Immigration bill a turkey: Reid invites Repubs to dinner

Senate Majority Leader Harry Reid sees the polls and wants Republicans to take the blame for killing a huge mess — this immigration bill — that Senator Kennedy cooked up (Senator McCain was too busy running for President to do kitchen police). Democrats introduced the menu, were whipping up a legislative side dish for all their patrons, and then they saw the faces:

The Senate majority leader, Harry Reid, said Tuesday that he would try to force an end to debate on a comprehensive immigration bill, leaving the fate of the legislation in question. Mr. Reid, Democrat of Nevada, said the Senate would vote Thursday on whether to limit debate, a process that requires 60 votes to succeed. He said he would pull the bill if he failed to get the necessary votes.

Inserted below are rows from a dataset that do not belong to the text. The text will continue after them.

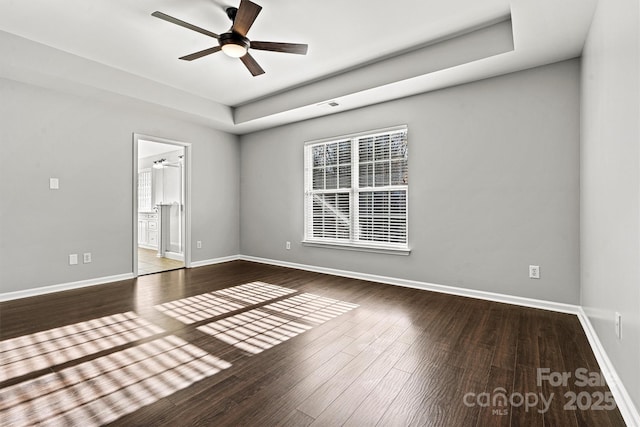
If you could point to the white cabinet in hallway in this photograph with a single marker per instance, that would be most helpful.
(148, 230)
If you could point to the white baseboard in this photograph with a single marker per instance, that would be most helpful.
(625, 404)
(490, 296)
(8, 296)
(623, 400)
(622, 397)
(214, 261)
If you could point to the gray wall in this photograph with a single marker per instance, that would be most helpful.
(494, 184)
(610, 178)
(86, 142)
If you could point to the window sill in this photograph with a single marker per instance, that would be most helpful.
(359, 248)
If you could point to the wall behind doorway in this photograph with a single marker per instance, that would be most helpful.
(85, 141)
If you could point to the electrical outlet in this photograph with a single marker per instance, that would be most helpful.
(534, 272)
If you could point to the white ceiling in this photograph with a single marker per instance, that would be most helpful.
(117, 47)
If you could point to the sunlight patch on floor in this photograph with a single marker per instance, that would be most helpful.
(102, 390)
(254, 331)
(257, 330)
(310, 307)
(28, 353)
(205, 306)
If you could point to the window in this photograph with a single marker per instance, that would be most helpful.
(356, 190)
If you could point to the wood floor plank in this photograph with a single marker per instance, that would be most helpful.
(377, 402)
(345, 404)
(402, 357)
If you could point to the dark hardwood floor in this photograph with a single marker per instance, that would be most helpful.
(193, 347)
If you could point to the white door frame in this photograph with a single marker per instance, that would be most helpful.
(187, 196)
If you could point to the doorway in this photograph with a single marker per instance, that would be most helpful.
(161, 205)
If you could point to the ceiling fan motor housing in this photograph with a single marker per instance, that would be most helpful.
(233, 38)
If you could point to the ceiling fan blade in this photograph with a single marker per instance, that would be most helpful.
(247, 13)
(297, 48)
(252, 65)
(180, 22)
(200, 54)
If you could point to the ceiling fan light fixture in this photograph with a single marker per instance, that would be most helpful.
(234, 45)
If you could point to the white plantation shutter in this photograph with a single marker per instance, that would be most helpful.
(356, 190)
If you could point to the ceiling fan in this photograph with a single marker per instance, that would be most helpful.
(234, 42)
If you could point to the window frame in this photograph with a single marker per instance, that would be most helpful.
(353, 191)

The majority leader said he wanted to complete work on the legislation this week, and he suggested that Republicans were trying to “stall this bill” with amendments. “When is enough enough?” he asked. “People are looking for excuses on the Republican side to kill this bill,” he said.

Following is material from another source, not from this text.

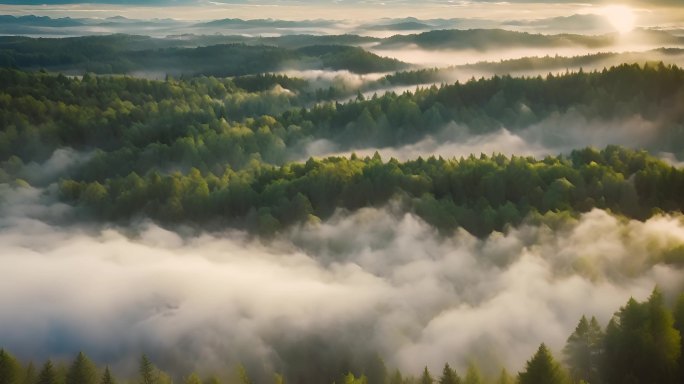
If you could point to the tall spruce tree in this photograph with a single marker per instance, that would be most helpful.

His announcement provoked an outcry from Republican supporters and opponents of the bill, who said the Senate needed more time.

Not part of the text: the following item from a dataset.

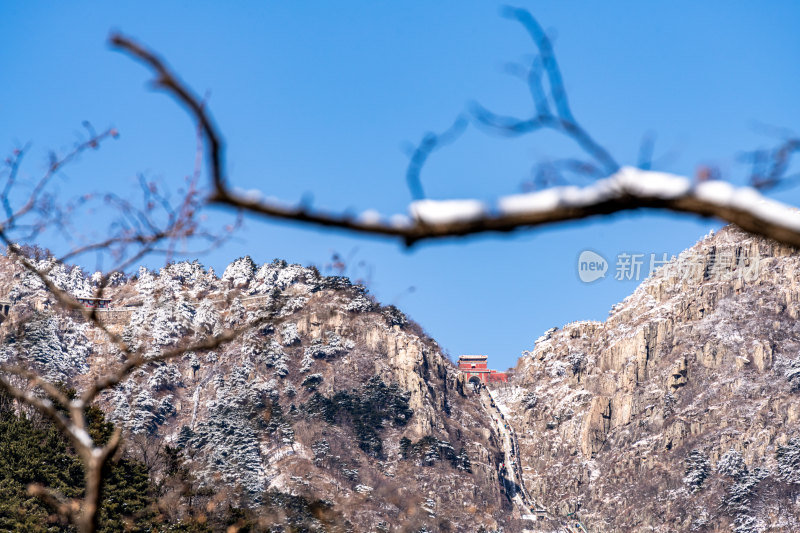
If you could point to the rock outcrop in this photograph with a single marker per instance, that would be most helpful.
(614, 417)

Senator Jon Kyl of Arizona, the chief Republican architect of the bill, said “it would be a big mistake” to try to invoke cloture this week. A motion to cut off debate would be “an extreme act of bad faith,” Mr. Kyl said, and he asserted on Tuesday afternoon that “we are not anywhere near finishing this bill.”

The Senate Republican leader, Mitch McConnell of Kentucky, said, “The overwhelming majority of our conference would insist on having additional days to make sure that all of our important amendments have been given an opportunity to be considered.”

The feast was served and yuck the food sucks:

The Senate’s immigration bill will only reduce illegal immigration by about 25 percent a year, according to a new Congressional Budget Office report, Stephen Dinan will report Tuesday in The Washington Times.

The bill’s new guest-worker program could lead to at least 500,000 more illegal immigrants within a decade, said the report from the CBO, which said in its official cost estimate that it assumes some future temporary workers will overstay their time in the plan, adding up to a half-million by 2017 and 1 million by 2027.

“We anticipate that many of those would remain in the United States illegally after their visas expire,” CBO said of the guest-worker program, which would allow 200,000 new workers a year to rotate into the country.

And in a blow to President Bush’s timetable, the CBO said the “triggers” — setting up the verification system, deploying 20,000 U.S. Border Patrol agents to duty and constructing hundreds of miles of fencing and vehicle barriers — won’t be met until 2010.

The restaurant is emptying fast so Reid wants to close for the night and for Republicans to pay up.

Yet liberals and the open borders crowd need not worry. Chefs Reid and Nancy will have more bad selections for you to sample tommorrow [sic].

A spoonful of enforcement helps the amnesty go down

Bill Steigerwald’s question and answer interview of Mark Krikorian is worth a read. Here is a sample and a link:

Q: Let’s pretend it’s 2009 and we have a new president. What’s your solution to the immigration crisis?

A: The way this is often presented is that there are only two choices: One is deport 12 million people tomorrow, which we couldn’t do if we wanted to, and the other is amnesty, one way or another. In fact, those aren’t the options we face. The only thing that will actually work is the third way, which is attrition through enforcement — reducing the number of new illegals coming in and compelling a large number of illegals to give up and deport themselves because they can’t find a job, they can’t live a normal life here. What that does is reverse the trend. Instead of seeing the illegal population grow every year, we can — realistically — change things so that it starts declining every year. And after a few years, then we can talk about what we do. Do we live with it as a manageable nuisance — the smaller illegal population — or do we then maybe want to talk about legalizing some people? I don’t know. But that’s a debate we can have in the future. It’s not even an appropriate subject for discussion now.

I disagree with Mr. Krikorian on one major point. Let’s stop saying we can discuss parts of the problem later.

Let’s do now what we should have done in 2002, when there were “only” 9 million illegal immigrants: secure our borders immediately to stop the tide; treat the really good and decent illegal immigrants humanely and with respect; and round up the gang members, convicted criminals, and terrorists among them and deport them without appeal.

BTW: I know some who read this will ask: what about due process? Like enemy combatants, I think we owe illegal immigrants no ‘due process’ 14th Amendment protections.